Ксюха пожалуй в тот момент завидовала больше Иркиным волосам, чем айфону. У самой на голове росла сухая пакля, сто раз перекрашенная, оттого торчащая в разные стороны. Про «красивая» Ирка, конечно, загнула: за жиром не поймешь, а вот волосы… Волосы и здоровенные сиськи… – Ксюха вздохнула. Ни того ни другого у нее не имелось.
– Так что держись меня, я тебя с нужными ребятами познакомлю, тебе тоже чё-нить перепадет.
– Это здесь, в приюте?
– Ага! Щаз. В приюте одни мелкие. Нашего возраста. Откуда у них айфон. Это там, снаружи! – Ксюха подмигнула. – Арик – мой парень. Он строитель, в общаге живет. А айфон где-то отжал и мне подарил! – Ирка выхватила мобильник и начала в него тыкать. – На, глянь, это Арик.
– Так он взрослый… – на заставке какой-то усатый мужик по-хозяйски притягивал Ирку за шею.
– Канеш, взрослый! Шутит иногда, мол впаяют ему за меня – «совращение малолетки»! – Ирка громко по-лошадиному рассмеялась. – Зато мужик нормальный, а не эти, хлюпики местные. Сейчас в приюте из парней только Димка да Леха нормальные. Но Димка – мой, токо подойди, я те так вставлю! – Ирка сложила свои пухлые пальцы в кулак, по ее лицу было непонятно, шутит она или правда двинет для убедительности. Кулак выглядел основательным, костяшки в мелких шрамиках, видать боевая.
– Да у меня есть там парень, снаружи, – Ксюха прикинула, как бы Мишка отреагировал на статус ее парня… – А у тебя ж вроде Арик?
Рыжая опять растянула улыбку:
– Ну, Арик это снаружи, а здесь Димон. Тупо так называть, скажи? А этот придурок говорит, зовите меня «Димон». Я ж сказала, в приюте все парни того, долбанутые. – Ирка картинно постучала себе по голове. – Ну пошли, короче. Че стоишь?
* * *
– Сейчас Клоун съест Бога…
– Что?
– Да вон, смотри. За пальцем моим следи. Видишь вот эту тучу? – Пальцы у Мишки длинные и обветренные. – Вот это нос, ниже улыбка такая кривая, как в ужастиках, а вон – как колпак, видишь?

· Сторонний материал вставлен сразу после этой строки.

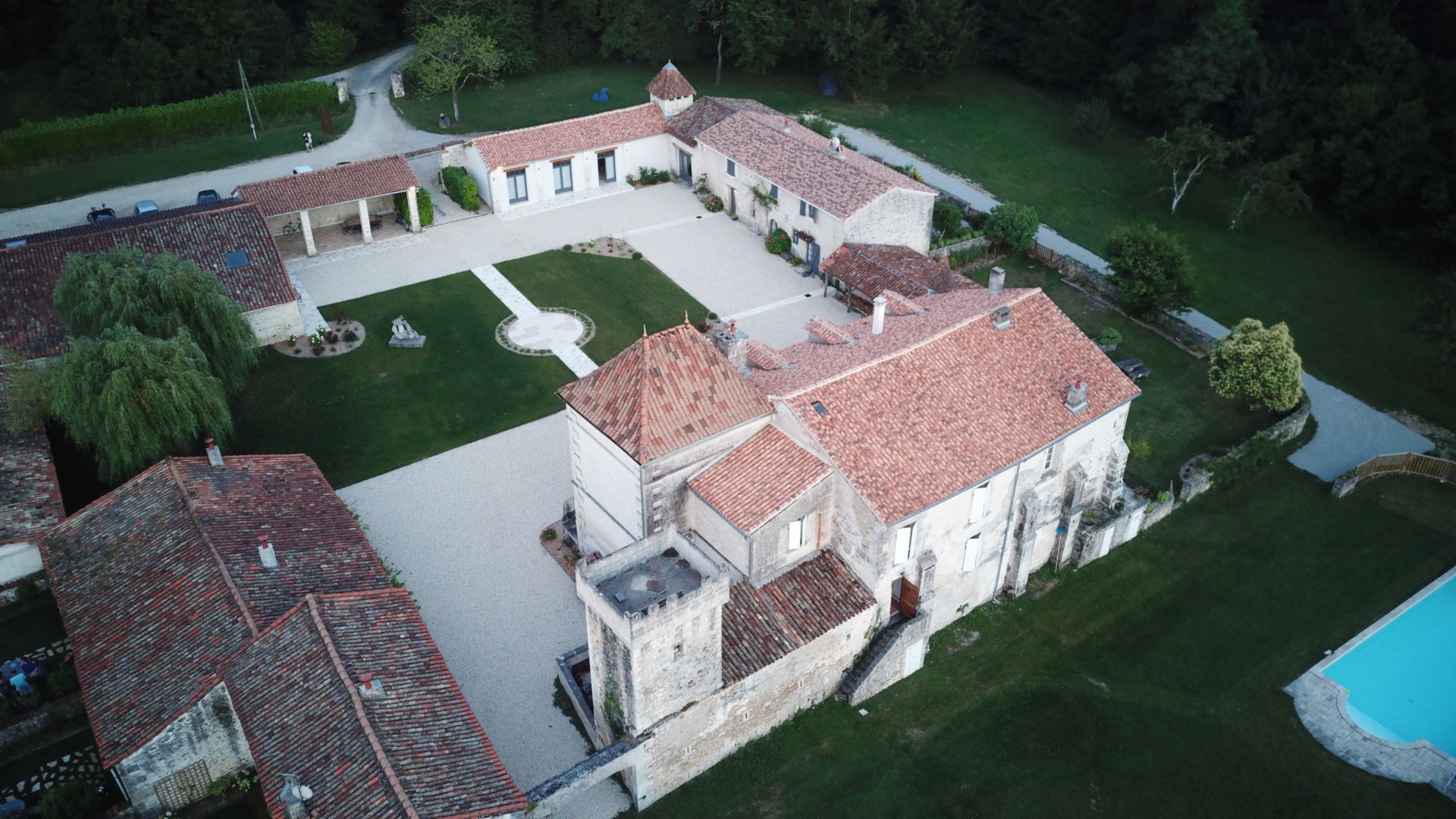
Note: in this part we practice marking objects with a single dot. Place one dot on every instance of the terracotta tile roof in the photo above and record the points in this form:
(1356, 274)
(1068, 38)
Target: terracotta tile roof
(875, 268)
(762, 626)
(202, 235)
(570, 136)
(416, 751)
(331, 186)
(759, 479)
(158, 580)
(664, 392)
(30, 494)
(940, 401)
(670, 83)
(799, 161)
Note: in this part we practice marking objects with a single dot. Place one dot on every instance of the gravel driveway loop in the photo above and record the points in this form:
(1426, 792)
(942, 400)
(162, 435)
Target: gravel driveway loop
(462, 529)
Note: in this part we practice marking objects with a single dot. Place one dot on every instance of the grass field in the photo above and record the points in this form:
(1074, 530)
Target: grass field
(1147, 684)
(28, 186)
(1350, 305)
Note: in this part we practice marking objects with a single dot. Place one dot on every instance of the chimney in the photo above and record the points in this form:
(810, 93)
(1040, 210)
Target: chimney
(1078, 397)
(372, 687)
(265, 553)
(998, 280)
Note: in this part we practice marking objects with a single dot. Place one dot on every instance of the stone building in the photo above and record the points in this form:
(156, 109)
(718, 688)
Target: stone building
(228, 614)
(769, 526)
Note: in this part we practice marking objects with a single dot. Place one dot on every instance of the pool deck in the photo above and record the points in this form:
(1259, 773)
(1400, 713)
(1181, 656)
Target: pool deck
(1321, 706)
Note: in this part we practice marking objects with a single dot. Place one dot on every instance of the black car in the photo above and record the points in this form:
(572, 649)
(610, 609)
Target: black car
(1134, 369)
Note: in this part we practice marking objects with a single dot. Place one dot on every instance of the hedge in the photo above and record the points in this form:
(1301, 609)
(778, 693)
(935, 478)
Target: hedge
(422, 202)
(131, 127)
(460, 187)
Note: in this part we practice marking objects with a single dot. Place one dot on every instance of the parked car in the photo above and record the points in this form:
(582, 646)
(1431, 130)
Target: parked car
(1134, 369)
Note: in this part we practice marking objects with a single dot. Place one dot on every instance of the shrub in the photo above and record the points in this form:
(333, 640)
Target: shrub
(1139, 449)
(1090, 118)
(778, 242)
(460, 187)
(1014, 226)
(130, 127)
(329, 44)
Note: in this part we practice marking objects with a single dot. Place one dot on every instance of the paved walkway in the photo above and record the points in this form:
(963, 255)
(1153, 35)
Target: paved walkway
(523, 308)
(462, 531)
(1348, 430)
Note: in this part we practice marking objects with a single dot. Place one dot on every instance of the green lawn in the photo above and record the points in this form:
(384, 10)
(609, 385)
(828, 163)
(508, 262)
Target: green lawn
(1178, 413)
(379, 409)
(620, 295)
(28, 186)
(1350, 305)
(1147, 684)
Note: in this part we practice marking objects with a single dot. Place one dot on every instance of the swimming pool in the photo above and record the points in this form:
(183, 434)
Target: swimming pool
(1402, 676)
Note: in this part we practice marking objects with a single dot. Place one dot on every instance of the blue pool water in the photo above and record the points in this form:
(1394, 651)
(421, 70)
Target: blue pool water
(1402, 678)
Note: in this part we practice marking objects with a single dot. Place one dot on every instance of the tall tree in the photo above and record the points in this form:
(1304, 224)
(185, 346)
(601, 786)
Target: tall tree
(450, 53)
(133, 400)
(158, 295)
(1187, 153)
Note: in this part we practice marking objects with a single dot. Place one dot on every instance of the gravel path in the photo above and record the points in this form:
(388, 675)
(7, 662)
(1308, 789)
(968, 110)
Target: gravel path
(462, 529)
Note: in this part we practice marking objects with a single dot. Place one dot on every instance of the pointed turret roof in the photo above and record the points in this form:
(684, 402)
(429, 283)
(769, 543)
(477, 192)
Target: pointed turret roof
(670, 83)
(664, 392)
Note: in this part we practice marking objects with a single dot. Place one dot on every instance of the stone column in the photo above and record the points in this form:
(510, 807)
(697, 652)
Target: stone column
(414, 210)
(308, 234)
(364, 229)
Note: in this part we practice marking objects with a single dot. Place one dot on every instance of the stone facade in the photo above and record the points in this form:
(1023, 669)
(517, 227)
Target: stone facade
(207, 733)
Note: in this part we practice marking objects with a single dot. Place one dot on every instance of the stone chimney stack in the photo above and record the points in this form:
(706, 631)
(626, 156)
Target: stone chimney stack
(215, 457)
(998, 280)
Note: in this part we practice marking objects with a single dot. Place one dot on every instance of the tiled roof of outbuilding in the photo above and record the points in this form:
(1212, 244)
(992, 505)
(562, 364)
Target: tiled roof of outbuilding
(159, 583)
(664, 392)
(570, 136)
(875, 268)
(414, 751)
(201, 235)
(943, 400)
(329, 186)
(762, 626)
(759, 479)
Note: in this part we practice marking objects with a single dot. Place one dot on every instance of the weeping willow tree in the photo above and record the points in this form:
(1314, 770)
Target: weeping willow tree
(158, 295)
(131, 398)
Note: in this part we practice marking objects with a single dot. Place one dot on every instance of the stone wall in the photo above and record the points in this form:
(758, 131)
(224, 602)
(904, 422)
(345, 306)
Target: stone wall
(209, 732)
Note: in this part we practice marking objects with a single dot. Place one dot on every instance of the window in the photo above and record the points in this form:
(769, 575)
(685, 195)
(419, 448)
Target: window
(516, 186)
(973, 553)
(903, 538)
(561, 175)
(795, 534)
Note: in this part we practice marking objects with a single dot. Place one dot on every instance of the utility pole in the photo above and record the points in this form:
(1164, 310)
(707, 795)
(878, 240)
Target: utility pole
(248, 99)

– Вроде того. А че глаз нет?
– Злу не нужны глаза, оно и так всех нас найдет… – Мишка сказал это с интонацией старой гнусавой озвучки фильмов.
– А где Бог?
– Вон справа медленно подплывает. Глянь: длинные волосы и рука одна вперед тянется: «Покайся, грешник!»…
Они лежали на остывающей сентябрьской земле, иссыхающие травинки кололи через подстеленную толстовку. Толстовка Варькина. Опять будет пилить, если увидит испачканную. Проще выкинуть, сказать, что на вписке увели. Вот так лежать с Мишкой приятно. Только холодно уже. Мать говорит, придатки застудишь, потом детей не родишь. Ну и норм, нафиг еще дети. Растить кого-то, чтобы он также мучился?
– Барабанная дробь… Нет, надо музыку как во Властелине Колец, жутковатую такую, когда орки торжествуют! Уррррк-мэг-тэррррэ-пыд-тэ! Сожрал.
– Ну, вообще-то не понятно, кто кого. Они просто слились.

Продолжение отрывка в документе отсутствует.